Undang-undang ini memuat tiga hal, yaitu: [3]
1.
Penetapan luas maksimum pemilikan
dan penguasaan tanah pertanian.
2.
Penetapan luas minimum pemilikan
tanah pertanian dan larangan untuk melakukan perbuatan-perbuatan yang
mengakibatkan pemecahan pemilikan tanah - tanah itu menjadi bagian - bagian
yang terlampau kecil.
3.
Soal pengembalian dan penebusan
tanah -tanah pertanian yang digadaikan.
Penetepan luas tanah pertanian yang harus
dimiliki oleh seseorang diatur dalam Pasal 1 ayat (1) Pemerintah pengganti
Undang-undang Nomor 56 tahun 1960 dinyatakan sebagai berikut:
1.
Seseorang atau orang-orang yang dalam
penghidupannya merupakan satu keluarga bersama-sama hanya diperbolehkan
menguasai tanah pertanian, baik miliknya sendiri atau kepunyaan orang lain,
yang jumlah luasnya tidak melebihi batas maksimum sebagai yang ditetapkan dalam
ayat (2) pasal ini.
2.
Dengan memperhatikan jumlah
penduduk, luas daerah, dan faktor-faktor lainnya.
Penetapan
luas maksimum tanah pertanian memakai dasar keluarga, yaitu sesuai dengan
ketentuan pasal 17 UUPA, yang dimaksud
dengan keluarga adalah suami, istri, dan anak - anak yang belum kawin dan
menjadi tanggungannya dan yang jumlahnya berkisar 7 orang.
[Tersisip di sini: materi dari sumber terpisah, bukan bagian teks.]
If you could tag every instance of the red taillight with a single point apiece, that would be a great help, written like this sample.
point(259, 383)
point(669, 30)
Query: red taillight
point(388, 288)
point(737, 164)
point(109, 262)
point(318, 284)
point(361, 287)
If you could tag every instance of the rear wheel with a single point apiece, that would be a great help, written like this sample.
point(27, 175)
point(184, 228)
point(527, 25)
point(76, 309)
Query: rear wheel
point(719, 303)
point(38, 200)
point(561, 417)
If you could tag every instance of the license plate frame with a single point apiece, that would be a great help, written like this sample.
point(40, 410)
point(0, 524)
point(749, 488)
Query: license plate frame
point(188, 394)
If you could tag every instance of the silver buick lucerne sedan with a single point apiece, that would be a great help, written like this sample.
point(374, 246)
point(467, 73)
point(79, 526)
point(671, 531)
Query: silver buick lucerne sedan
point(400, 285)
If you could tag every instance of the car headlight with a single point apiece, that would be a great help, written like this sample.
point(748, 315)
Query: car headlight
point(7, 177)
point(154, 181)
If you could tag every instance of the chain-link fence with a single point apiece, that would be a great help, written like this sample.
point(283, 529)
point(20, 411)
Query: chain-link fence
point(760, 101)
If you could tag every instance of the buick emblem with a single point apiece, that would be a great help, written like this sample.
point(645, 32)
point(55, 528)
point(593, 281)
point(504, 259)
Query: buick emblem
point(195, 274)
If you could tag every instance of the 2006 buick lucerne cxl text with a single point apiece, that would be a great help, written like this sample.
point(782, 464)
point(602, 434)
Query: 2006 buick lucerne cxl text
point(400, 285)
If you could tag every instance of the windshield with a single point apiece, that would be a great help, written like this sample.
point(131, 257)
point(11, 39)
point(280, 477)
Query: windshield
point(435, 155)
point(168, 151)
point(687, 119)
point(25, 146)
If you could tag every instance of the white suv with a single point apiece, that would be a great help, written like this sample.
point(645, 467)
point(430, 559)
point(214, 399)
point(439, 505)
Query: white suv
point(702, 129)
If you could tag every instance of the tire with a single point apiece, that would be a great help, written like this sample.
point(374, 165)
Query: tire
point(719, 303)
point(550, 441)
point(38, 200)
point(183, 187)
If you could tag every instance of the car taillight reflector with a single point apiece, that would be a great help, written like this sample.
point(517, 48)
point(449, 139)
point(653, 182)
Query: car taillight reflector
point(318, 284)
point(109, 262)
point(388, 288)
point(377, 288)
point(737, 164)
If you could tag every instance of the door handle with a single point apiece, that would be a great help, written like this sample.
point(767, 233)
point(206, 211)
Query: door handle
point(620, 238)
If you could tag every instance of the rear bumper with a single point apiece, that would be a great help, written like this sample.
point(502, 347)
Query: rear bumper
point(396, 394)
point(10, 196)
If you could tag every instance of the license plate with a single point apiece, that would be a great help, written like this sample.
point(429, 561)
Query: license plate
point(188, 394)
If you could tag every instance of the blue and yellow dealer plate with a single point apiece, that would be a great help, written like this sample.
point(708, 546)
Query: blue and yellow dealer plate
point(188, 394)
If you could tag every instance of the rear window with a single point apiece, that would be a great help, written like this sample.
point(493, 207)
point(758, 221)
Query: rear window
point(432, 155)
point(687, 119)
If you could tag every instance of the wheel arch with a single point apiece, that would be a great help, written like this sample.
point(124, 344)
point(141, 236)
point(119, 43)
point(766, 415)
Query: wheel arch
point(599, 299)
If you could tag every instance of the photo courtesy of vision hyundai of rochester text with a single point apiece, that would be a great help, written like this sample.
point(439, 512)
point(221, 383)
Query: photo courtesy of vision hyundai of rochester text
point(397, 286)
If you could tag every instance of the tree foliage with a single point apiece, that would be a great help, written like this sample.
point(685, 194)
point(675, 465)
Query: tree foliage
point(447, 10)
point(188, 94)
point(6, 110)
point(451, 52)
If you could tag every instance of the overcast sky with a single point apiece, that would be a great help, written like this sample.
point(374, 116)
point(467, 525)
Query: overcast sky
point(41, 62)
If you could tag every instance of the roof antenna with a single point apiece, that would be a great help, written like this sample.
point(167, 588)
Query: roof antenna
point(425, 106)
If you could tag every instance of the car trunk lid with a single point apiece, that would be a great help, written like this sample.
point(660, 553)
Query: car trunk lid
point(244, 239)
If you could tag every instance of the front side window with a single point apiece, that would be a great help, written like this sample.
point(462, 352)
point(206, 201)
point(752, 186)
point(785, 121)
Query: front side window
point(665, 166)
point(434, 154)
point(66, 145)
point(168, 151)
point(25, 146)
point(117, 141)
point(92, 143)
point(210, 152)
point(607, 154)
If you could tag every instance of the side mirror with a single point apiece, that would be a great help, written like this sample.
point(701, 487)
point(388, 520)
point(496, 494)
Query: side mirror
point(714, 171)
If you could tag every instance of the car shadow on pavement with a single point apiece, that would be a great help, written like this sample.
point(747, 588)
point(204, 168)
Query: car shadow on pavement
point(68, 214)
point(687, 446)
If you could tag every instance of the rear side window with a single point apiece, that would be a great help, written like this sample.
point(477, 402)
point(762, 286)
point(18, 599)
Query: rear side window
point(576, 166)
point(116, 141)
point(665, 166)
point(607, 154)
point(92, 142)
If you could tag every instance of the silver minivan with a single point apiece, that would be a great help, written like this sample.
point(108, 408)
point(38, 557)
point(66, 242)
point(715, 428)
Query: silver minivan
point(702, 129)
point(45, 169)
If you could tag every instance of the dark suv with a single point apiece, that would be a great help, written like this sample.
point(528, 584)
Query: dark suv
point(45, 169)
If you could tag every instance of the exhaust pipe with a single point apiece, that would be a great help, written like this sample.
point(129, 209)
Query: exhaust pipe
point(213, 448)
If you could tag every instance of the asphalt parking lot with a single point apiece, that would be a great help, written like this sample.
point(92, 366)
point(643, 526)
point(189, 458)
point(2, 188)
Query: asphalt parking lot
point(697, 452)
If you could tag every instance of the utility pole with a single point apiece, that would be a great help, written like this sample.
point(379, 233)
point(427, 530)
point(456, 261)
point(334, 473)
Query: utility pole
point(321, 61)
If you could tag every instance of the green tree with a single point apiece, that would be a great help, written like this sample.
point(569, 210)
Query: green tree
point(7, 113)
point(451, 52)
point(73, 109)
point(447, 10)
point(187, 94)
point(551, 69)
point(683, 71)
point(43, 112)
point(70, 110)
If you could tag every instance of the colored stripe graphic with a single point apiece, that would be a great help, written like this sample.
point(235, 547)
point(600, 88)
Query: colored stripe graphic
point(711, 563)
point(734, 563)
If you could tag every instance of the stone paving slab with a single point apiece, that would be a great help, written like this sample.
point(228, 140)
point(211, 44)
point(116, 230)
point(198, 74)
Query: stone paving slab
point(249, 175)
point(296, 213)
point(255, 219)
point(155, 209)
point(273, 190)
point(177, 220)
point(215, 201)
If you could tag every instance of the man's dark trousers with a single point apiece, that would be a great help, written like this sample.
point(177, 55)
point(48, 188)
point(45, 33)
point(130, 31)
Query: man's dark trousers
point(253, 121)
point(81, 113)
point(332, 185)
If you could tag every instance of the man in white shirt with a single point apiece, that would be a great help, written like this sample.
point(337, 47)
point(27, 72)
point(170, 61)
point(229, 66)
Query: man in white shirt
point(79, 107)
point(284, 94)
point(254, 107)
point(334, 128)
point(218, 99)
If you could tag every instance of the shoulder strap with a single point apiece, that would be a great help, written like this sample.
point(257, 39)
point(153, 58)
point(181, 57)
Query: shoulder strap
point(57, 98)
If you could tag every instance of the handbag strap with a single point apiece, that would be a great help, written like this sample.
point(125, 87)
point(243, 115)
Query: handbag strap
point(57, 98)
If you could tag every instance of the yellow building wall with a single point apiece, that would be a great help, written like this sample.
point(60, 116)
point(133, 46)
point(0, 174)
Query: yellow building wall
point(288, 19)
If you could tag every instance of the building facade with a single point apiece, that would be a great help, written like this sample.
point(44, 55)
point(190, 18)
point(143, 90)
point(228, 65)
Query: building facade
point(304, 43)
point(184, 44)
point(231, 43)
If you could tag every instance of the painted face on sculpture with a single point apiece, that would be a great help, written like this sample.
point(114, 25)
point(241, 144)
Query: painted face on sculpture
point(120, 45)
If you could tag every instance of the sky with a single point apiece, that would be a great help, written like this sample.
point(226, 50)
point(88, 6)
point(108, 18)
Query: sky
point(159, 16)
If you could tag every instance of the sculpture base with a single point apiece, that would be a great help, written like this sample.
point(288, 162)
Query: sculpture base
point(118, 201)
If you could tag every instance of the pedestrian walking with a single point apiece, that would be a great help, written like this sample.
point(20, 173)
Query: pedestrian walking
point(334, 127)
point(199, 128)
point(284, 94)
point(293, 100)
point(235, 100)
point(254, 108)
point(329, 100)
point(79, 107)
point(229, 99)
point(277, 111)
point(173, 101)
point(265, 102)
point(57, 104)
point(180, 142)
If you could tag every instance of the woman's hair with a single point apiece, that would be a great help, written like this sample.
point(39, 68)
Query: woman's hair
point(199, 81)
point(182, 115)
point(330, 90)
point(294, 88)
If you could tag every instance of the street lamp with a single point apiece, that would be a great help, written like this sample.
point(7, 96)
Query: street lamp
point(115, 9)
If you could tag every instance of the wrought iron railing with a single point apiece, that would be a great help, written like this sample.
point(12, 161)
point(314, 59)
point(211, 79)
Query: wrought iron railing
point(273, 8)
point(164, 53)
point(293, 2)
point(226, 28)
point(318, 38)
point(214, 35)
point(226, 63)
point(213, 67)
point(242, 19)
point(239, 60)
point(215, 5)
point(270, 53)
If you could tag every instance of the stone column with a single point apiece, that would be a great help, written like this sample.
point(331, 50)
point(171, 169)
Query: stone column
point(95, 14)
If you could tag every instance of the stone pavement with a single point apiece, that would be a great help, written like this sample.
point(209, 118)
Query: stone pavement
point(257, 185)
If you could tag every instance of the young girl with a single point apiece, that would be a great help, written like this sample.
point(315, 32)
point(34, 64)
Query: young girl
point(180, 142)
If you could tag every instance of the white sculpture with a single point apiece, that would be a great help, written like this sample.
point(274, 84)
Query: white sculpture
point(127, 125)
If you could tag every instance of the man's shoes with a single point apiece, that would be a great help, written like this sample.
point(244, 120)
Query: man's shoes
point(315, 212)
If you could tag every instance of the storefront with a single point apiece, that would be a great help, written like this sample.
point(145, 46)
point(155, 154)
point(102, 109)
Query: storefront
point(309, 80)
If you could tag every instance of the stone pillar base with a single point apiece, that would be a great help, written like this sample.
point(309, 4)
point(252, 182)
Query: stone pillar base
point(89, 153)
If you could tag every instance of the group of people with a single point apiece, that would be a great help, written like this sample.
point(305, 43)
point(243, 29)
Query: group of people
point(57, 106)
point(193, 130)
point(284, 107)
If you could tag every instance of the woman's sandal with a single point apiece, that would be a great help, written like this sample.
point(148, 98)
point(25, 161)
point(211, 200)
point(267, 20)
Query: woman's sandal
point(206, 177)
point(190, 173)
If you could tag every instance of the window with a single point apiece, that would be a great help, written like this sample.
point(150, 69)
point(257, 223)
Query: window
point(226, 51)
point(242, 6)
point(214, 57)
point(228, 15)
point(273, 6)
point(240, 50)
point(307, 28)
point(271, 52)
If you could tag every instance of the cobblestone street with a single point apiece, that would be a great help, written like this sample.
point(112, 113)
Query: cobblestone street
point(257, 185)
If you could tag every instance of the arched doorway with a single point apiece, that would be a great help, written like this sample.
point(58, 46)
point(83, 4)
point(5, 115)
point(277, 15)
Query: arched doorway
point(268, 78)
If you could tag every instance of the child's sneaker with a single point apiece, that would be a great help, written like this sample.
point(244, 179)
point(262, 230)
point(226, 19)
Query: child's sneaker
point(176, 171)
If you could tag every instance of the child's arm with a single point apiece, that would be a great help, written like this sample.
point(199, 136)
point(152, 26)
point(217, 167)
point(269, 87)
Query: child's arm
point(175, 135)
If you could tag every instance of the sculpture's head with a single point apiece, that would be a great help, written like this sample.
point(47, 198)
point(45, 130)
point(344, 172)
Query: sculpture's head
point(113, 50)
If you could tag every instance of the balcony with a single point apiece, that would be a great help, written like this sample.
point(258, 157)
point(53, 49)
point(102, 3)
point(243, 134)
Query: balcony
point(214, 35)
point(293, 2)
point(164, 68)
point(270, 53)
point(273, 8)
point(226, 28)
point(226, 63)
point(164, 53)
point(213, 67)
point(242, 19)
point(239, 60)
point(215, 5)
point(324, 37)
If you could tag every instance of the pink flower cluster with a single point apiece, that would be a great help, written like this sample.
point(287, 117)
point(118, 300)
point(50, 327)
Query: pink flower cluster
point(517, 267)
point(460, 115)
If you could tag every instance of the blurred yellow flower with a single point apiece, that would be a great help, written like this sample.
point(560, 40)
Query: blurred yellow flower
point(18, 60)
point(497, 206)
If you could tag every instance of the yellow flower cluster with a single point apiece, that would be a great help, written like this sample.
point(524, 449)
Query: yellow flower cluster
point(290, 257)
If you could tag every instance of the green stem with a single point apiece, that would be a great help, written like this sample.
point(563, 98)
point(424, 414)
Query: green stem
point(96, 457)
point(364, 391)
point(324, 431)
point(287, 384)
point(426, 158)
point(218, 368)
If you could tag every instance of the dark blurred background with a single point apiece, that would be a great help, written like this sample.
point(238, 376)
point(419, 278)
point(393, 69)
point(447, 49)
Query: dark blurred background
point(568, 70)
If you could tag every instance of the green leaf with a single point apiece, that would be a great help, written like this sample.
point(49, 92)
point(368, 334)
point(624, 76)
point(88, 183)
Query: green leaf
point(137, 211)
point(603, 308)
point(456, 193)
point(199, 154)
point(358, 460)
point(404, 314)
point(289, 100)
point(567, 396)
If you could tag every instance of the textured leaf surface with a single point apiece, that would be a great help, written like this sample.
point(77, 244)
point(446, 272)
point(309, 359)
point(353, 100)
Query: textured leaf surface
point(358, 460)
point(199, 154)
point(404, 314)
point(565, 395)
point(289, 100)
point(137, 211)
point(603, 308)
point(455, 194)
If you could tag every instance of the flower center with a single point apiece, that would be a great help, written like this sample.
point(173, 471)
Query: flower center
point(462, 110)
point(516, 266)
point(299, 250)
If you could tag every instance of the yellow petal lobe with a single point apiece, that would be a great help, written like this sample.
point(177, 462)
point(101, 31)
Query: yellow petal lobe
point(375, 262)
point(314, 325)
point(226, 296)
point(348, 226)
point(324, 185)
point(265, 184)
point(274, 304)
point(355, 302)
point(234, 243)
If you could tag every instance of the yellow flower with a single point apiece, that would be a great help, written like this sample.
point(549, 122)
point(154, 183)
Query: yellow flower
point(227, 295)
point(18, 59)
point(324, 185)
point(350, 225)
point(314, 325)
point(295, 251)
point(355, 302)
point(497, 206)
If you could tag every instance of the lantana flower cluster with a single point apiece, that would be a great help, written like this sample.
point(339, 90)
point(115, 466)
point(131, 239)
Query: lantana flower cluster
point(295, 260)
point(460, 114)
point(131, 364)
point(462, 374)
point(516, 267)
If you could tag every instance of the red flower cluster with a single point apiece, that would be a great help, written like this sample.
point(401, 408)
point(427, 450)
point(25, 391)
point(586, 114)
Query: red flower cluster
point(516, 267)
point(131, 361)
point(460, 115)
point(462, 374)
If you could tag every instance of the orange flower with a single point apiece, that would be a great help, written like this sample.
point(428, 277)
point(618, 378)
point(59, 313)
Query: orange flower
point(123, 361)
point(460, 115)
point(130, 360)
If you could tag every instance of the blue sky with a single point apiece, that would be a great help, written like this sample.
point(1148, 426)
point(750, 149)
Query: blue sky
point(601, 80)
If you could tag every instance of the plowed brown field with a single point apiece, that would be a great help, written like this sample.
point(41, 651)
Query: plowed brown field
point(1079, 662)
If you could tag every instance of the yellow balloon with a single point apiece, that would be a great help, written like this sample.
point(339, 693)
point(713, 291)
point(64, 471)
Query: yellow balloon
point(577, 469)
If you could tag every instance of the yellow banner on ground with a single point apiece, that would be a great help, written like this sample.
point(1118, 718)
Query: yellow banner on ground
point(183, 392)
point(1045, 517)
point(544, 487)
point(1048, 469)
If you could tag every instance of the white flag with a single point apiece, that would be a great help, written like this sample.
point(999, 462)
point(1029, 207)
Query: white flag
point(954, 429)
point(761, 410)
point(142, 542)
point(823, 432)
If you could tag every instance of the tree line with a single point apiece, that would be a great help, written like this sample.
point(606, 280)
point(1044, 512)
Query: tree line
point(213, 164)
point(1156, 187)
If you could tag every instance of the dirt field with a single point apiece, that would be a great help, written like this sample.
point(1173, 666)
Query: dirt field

Berapa luas tanah
yang dikuasai oleh anggota - anggota suatu keluarga jumlah itulah yang
menentukan maksimum luas tanah bagi keluarga tersebut.
Dalam
pasal 1 ayat (2) undang - undang N.56 Prp tahun 1960 ditetapkan bahwa luas
maksimum kepemilikan dan penguasaan tanah yang diperbolehkan adalah sebagai
berikut:
1.
Daerah-daerah
yang tidak padat (kepadatan penduduk sampai 50 tiap kilometer persegi), luas
maksimum penguasaan tanah pertanian adalah 15 hektar untuk sawah atau 20 hektar
untuk tanah kering.
2.
Daerah-daerah
yang kurang (kepadatan penduduk 51 sampai 250 tiap kilometer persegi), luas
maksimum penguasaan tanah pertanian adalah 10 hektar untuk sawah atau 12 hektar
untuk tanah kering
3.
Daerah-daerah
yang cukup padat (kepadatan penduduk 251 sampai 400 tiap kilometer persegi).
Luas maksimum penguasaan tanah pertanian adalah 7.5 hektar untuk sawah atau 9
hektar untuk tanah kering
4.
Daerah-daerah
yang sangat padat (kepadatan penduduk 401 ke atas), luas maksimum penguasaan
tanah pertanian adalah 5 hektar untuk sawah atau 6 hektar untuk tanah kering.
Namun demikian
dalam pasal 2 ayat (1) ditetapkan bahwa dengan memperhatikan keadaan yang
sangat khusus Menteri dapat menambah luas maksimum tersebut paling banyak
menjadi 25 hektar. Keadaan yang sangat khusus tersebut antara lain misalnya
tanahnya sangat tandus dan jumlah anggota keluarganya sangat besar.[4]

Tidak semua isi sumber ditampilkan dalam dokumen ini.